Prep Time: 10 minutes | Cook Time: 5 minutes | Total Time: 15 minutes | Servings: 6-8


Why I Love This Recipe

This is one of those recipes that looks impressive but couldn't be easier. Sweet grilled peaches, creamy burrata, salty prosciutto, and a drizzle of hot honey create the perfect balance of flavors. It's the kind of appetizer that disappears quickly whenever I set it out, and it feels like summer on a platter.


Ingredients

  • 4 ripe peaches, halved and pitted

  • 1 tbsp olive oil

  • 2 balls burrata cheese

  • 4 oz prosciutto, torn into ribbons

  • 2 tbsp hot honey

  • ¼ cup fresh basil leaves

  • Flaky sea salt

  • Freshly cracked black pepper

For Serving

  • Toasted sourdough slices or crostini


Instructions

  1. Preheat a grill or grill pan to medium-high heat.

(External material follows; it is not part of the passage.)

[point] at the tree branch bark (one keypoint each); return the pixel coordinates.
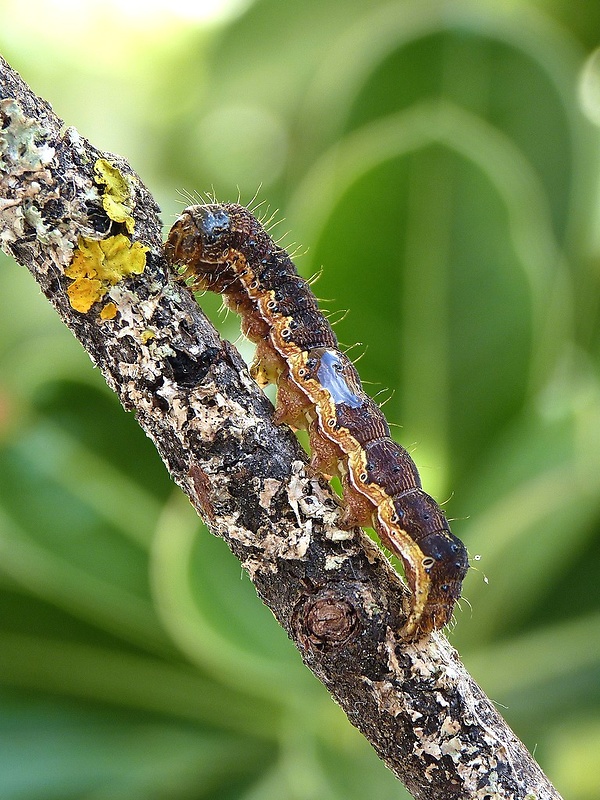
(332, 590)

  2. Lightly brush the cut side of the peaches with olive oil.

  3. Place peaches cut-side down on the grill and cook for 2–3 minutes, until grill marks appear and the peaches are slightly softened. Remove and allow to cool for a few minutes.

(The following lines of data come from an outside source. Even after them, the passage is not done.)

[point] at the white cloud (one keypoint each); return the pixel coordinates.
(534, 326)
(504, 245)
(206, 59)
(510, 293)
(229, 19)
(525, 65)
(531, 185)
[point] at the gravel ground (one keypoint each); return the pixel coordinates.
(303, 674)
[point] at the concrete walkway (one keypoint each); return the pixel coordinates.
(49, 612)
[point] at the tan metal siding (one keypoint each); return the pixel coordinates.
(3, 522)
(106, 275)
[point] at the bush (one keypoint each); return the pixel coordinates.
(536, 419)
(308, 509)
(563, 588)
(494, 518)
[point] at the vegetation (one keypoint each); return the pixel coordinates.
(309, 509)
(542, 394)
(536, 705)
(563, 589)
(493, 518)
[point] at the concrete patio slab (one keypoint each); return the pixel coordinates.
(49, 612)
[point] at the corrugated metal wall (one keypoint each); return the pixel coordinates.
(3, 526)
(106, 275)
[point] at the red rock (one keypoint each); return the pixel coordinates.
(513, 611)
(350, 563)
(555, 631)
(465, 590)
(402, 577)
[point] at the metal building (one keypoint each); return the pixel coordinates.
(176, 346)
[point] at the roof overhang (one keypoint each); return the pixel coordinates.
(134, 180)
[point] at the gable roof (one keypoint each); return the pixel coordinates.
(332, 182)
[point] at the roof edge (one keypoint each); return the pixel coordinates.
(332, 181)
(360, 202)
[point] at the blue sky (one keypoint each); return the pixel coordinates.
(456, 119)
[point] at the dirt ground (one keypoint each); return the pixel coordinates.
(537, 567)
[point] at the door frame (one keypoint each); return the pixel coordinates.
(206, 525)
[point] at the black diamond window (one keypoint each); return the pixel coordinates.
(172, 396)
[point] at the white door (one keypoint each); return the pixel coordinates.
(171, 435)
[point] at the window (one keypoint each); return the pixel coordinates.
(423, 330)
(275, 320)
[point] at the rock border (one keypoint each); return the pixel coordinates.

  4. Arrange the grilled peaches on a large serving platter.

  5. Tear the burrata into pieces and nestle it between the peaches.

  6. Drape the prosciutto around the platter.

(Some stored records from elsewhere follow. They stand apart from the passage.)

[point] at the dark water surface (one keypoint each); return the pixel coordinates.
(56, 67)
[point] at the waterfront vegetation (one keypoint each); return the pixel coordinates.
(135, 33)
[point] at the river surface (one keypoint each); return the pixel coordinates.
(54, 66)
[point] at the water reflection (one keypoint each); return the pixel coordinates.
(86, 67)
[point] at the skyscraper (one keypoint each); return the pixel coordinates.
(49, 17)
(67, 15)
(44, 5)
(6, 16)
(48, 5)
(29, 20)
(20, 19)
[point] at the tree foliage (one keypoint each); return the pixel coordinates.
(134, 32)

  7. Drizzle with hot honey and finish with fresh basil leaves.

  8. Sprinkle lightly with flaky sea salt and freshly cracked black pepper.

  9. Serve immediately with toasted sourdough or crostini.


Notes

  • Choose peaches that are ripe but still firm enough to hold their shape on the grill.

  • Burrata is best served at room temperature, so remove it from the refrigerator about 30 minutes before serving.

  • Nectarines work beautifully if peaches aren't available.

  • If you prefer a little extra brightness, add a squeeze of fresh lemon juice just before serving.

  • Assemble right before serving for the freshest presentation.


Nicole's Hosting Tip

Serve this as guests arrive with a chilled glass of rosé or sparkling water. Pair it with marinated olives and toasted sourdough, and you've got an effortless appetizer that feels special without a lot of work.